S'un liberista gonfi a tutto spiano
Sì che divien dell'orbe salvatore
Ti porta via perfin lo deretano

RodoMonti che in superbia sale
Berlusconi che spaccia vil cazzate
Del ben comun a niun importa e cale

Sei gennaio 2013
Nel mezzo del cammin quei vaghi Magi
Raccolta sul sentier brutal agenda
Rifecer tosto via per lor palagi

D'in su la vetta della torre antica
Passera solitario omai dispera
Per la sua sorte cruda et inimica.
Tu solingo augellin venuto a sera
Ferito al sol del già lontano Monti
A chi vuoi ora dispacciar tua pera?



La campagna d’ignavia della Mummia

Che Berluscon fia patto con la liga
Sola cagion sarebbe la follia
Ovver l'oblio coatto della f.

Non morimmo alfin democristiani
Ma tra minchiate vaghe et assortite
Finisce che crepiam berlusconiani

Par che cinga il nan ancor la palma
D'eversor dei nemici comunisti,
Dal furor sgominati d'una salma?


Dal giudice a Berlino

Alfin non puote manco la pietade
Con falsità e infamie spudorate
Riuccidon Cucchi e nostra libertade.

Al vil Sallusti bensì la grazia date
Per quei ristretti a guisa d’animali
Crepi pur Marco, son anime dannate.

Al Lapo al Lapo


Furto nella villa uruguayana di Lapo Elkann. I ladri sono stati messi in fuga al grido:
«Al Lapo, al Lapo!»

Dopo il furto, le prime dichiarazioni di Lapo: «Ladri no style, rubare a Goga le collanine is bad, ma lasciare my glasses stilose is very stupid».
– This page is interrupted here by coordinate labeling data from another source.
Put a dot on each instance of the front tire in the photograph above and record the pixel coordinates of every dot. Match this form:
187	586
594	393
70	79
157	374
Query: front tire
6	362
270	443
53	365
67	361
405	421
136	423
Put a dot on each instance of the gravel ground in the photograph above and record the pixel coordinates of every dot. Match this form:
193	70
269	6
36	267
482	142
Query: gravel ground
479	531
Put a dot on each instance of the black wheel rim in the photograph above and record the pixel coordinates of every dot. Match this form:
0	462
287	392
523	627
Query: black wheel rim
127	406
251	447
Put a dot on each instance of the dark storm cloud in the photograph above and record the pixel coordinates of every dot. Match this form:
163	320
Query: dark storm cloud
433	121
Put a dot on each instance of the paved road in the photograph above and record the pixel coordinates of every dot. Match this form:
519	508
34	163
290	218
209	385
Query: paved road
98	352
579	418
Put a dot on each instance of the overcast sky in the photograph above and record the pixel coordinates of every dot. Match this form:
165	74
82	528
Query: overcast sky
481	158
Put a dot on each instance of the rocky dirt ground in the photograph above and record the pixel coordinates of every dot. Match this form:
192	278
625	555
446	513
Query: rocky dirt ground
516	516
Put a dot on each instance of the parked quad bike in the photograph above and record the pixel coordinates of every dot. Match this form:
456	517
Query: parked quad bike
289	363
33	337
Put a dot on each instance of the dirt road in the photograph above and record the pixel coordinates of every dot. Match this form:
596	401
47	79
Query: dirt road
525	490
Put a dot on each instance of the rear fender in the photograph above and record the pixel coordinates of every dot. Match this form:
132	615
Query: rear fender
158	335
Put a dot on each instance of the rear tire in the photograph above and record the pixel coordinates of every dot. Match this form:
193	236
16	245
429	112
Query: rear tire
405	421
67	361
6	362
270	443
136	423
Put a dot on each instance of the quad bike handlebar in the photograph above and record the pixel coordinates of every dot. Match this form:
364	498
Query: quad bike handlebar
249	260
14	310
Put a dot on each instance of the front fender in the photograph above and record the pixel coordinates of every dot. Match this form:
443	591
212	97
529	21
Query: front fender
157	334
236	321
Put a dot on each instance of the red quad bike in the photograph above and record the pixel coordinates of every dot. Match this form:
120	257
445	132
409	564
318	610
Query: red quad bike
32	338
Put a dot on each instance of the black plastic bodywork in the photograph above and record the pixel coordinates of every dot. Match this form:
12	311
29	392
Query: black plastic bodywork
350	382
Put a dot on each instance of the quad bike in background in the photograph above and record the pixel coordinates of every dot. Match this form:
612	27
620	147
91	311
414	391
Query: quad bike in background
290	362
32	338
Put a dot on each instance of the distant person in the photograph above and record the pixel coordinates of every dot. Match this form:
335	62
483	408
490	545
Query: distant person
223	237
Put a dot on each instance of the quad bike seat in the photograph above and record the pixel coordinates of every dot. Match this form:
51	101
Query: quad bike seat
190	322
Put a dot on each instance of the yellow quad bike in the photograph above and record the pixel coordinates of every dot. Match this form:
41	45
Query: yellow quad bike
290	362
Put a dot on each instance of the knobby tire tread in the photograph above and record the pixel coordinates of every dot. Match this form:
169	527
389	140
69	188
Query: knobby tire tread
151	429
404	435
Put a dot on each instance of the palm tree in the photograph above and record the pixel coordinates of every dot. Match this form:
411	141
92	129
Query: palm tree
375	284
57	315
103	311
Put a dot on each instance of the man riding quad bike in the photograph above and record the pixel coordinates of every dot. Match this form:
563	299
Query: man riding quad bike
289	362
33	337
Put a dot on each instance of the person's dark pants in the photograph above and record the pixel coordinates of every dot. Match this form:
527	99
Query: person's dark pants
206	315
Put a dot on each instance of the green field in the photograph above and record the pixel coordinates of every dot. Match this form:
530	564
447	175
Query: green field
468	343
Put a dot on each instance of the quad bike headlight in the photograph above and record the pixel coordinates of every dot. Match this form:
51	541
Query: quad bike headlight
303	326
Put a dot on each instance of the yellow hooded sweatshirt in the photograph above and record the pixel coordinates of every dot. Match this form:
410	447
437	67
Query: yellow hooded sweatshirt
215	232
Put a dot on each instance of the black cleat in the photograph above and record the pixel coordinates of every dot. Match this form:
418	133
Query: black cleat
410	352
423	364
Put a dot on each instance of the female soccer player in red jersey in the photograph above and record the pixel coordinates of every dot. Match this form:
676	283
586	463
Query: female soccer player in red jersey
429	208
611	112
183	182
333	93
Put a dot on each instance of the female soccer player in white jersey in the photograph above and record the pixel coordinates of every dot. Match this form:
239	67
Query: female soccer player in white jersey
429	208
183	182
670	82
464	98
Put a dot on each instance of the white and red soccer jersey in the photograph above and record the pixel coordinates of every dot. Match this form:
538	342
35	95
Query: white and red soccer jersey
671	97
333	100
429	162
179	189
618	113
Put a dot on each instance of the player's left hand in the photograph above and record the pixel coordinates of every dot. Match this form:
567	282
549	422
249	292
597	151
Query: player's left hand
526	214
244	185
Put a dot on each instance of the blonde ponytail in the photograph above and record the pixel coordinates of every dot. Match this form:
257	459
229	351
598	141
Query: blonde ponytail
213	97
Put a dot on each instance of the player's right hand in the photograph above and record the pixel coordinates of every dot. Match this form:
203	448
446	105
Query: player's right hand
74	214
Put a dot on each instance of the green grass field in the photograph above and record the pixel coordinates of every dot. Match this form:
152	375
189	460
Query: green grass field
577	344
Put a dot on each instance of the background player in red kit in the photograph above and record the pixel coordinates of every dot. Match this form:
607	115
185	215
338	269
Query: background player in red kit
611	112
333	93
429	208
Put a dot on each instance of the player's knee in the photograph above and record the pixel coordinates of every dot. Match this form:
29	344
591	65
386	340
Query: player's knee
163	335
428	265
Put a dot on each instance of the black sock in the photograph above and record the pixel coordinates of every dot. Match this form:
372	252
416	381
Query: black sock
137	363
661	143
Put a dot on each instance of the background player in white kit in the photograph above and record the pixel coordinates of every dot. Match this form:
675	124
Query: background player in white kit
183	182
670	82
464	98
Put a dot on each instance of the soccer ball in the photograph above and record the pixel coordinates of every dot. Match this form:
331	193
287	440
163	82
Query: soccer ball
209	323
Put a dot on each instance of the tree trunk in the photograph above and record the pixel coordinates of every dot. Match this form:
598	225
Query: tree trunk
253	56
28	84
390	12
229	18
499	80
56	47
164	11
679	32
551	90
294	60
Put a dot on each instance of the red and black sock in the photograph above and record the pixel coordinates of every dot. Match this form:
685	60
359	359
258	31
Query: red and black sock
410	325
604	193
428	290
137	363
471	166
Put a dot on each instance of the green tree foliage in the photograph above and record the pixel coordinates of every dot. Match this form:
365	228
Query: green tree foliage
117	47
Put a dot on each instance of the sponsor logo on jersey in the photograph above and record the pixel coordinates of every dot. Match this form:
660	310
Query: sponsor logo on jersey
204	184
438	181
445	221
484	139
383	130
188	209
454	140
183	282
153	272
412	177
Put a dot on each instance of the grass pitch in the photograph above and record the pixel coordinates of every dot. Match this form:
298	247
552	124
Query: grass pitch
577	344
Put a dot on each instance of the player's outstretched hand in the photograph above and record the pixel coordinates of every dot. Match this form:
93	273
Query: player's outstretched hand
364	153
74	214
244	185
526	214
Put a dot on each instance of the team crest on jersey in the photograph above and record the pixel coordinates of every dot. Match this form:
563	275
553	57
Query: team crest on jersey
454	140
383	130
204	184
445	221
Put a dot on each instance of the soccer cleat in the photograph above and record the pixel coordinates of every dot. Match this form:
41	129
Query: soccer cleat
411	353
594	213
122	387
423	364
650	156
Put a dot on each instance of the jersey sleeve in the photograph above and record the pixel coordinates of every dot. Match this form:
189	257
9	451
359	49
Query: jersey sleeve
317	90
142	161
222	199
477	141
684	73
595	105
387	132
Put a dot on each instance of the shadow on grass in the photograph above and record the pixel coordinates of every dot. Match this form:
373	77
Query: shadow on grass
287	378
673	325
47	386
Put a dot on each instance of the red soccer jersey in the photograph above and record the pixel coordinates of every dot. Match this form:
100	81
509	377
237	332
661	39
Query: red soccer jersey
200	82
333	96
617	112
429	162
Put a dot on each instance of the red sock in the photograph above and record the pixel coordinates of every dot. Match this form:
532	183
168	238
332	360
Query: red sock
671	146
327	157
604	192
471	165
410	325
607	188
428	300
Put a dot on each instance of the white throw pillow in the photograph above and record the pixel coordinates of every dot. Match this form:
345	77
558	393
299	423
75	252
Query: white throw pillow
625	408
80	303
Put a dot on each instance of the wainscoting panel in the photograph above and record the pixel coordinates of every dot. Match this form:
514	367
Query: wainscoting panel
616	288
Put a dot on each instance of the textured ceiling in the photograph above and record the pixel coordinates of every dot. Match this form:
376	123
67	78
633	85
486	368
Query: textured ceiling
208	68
Maxi-rapina a Lapo: si sospetta una «talpa», che voleva rubare i Velvet Glasses by Thamarro e per puro errore ha portato via solo quattro collanine da € 3,5 milioni.

Nuove dichiarazioni di Lapo: «I ladvi hanno pveso 3 milioni di gioielli, ma non hanno toccato i miei pveziosi occhiali Tamarrostyle: ah ah ah che cvetini».

«Asini e picciliddi, diu l’aiuta» (proverbio siculo-confuciano)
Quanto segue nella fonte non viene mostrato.